Now I too am an atheist and I am neither surprised nor alarmed. The result is not new. In the USA, stated prejudice against atheists is vastly stronger than any other prejudice. Well I guess no pollster ever asked anything like "who do you disapprove of more atheists or child molesters," but if any did, I *don't* want to know about the responses.
Yet, like Drum, I never had the sense of any hostility at all. I admit, I had much less contact with red state American than Orange county dwelling Drum. I think the issue is that the rules of polite discussion of religion in the USA is that you only talk about religion with your co-religionists.

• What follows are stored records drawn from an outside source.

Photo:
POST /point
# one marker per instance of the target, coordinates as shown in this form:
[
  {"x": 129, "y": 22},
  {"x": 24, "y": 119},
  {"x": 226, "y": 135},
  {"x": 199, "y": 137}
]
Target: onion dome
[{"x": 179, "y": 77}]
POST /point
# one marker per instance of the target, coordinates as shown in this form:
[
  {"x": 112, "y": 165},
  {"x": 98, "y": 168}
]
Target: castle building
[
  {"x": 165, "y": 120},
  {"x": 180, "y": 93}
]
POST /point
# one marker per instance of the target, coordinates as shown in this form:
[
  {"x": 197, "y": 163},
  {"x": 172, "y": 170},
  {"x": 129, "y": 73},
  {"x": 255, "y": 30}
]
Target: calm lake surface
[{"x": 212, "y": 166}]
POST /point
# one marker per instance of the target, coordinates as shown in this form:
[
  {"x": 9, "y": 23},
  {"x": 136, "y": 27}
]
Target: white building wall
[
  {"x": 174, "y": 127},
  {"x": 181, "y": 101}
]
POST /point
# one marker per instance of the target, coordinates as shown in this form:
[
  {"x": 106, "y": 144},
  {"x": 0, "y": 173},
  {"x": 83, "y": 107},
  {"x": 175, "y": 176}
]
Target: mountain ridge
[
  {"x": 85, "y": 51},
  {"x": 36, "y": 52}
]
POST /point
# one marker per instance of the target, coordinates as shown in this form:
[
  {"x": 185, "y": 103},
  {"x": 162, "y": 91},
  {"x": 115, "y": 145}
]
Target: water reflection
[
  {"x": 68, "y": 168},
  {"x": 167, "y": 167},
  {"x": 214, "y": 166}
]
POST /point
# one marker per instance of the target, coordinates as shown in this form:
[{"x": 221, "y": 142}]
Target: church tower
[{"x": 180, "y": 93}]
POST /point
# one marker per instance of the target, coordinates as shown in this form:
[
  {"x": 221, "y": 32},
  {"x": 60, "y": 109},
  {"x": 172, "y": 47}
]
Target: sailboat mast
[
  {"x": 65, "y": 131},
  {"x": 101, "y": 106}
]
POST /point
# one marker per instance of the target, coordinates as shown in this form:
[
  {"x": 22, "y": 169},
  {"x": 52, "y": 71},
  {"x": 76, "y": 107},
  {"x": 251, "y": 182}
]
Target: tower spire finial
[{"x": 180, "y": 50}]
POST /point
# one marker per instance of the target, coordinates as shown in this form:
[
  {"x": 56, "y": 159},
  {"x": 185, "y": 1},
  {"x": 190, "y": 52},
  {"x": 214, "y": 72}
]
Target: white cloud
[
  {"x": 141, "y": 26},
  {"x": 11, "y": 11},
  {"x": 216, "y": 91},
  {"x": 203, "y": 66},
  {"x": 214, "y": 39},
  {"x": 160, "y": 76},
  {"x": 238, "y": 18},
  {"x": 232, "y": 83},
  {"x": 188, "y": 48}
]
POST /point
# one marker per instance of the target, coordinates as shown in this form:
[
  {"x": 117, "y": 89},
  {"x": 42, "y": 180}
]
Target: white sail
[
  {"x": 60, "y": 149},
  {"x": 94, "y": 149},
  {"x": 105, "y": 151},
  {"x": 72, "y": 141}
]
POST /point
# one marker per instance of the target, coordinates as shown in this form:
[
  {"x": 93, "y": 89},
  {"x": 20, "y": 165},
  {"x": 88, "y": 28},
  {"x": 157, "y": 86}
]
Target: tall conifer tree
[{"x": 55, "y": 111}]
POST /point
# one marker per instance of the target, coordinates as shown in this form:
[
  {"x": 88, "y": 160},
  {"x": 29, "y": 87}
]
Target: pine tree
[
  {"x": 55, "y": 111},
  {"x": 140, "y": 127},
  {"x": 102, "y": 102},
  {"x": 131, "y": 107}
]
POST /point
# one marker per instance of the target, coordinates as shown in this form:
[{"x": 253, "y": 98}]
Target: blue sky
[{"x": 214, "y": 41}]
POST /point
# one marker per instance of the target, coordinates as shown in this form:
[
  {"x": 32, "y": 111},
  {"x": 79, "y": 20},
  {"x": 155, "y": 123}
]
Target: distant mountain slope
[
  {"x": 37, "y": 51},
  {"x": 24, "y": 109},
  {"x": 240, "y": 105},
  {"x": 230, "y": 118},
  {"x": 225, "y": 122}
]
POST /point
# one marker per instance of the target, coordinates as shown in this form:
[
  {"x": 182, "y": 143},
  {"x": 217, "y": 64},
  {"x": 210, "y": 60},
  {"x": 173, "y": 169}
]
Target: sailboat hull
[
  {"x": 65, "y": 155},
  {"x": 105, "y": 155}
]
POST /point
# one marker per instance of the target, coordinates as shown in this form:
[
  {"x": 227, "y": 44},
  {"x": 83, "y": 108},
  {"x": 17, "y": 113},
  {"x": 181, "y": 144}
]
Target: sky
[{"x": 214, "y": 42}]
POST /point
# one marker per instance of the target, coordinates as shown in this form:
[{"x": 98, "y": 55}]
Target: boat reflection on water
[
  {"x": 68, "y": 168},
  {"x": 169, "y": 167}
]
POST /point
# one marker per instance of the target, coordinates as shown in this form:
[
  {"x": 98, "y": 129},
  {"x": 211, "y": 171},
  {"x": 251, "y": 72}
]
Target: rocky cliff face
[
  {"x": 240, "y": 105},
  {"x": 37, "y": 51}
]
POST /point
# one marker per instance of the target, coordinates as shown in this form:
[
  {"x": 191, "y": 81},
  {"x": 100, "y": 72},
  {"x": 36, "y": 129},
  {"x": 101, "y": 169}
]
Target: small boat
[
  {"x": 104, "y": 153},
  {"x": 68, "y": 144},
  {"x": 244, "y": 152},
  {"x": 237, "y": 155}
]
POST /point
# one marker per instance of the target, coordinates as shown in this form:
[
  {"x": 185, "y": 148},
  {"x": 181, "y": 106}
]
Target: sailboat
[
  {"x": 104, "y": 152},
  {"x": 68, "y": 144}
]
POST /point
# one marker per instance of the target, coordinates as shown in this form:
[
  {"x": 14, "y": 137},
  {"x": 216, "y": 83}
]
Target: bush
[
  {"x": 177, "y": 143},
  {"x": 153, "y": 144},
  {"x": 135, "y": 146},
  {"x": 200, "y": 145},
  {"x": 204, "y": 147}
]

Christian activists are controversial because they break this rule, although IIRC leftist Christian activists are criticized for being leftists and accused of hypocrisy. I mean did anyone ever say that naming a political organization the Southern Christian Leadership Council offended against the first amendment ?
The norm that any controversial relgious opinion is kept to oneself is not toleration. To me it is neurosis. However, it does protect atheists by allowing us to stay in the closet. The only time I recall someone wishing to debate my atheism and convince me I was wrong with rational argument, that someone was a Dutch Catholic who lives in Italy. She is the very embodiment of John Stuart Mills' dictum that if you want people to take religious doctrine seriously you should have confessional diversity and open discussion.
Anyway back in the USA no such thing. Only proselytizing lunies who, for one thing, were incapable of rational argument and, for another, were bizarrely over polite (except for the bit about ringing on strangers door bells and stuff).
This means that it is very easy to be an in the closet atheist. In fact it is expected. I'm afraid it also means that it can be considered rude, intollerant and
"making an obnoxious nuisance of yourself" just to say "I am an atheist". I have no doubt that no God exists, that is, no hope that there is a God nor any fear that there is a God nor any such belief or sensation. Still, I suspect that people find it rude for me to say I am an atheist and expect me to be polite and declare, at least, an agnosticism which I do not experience.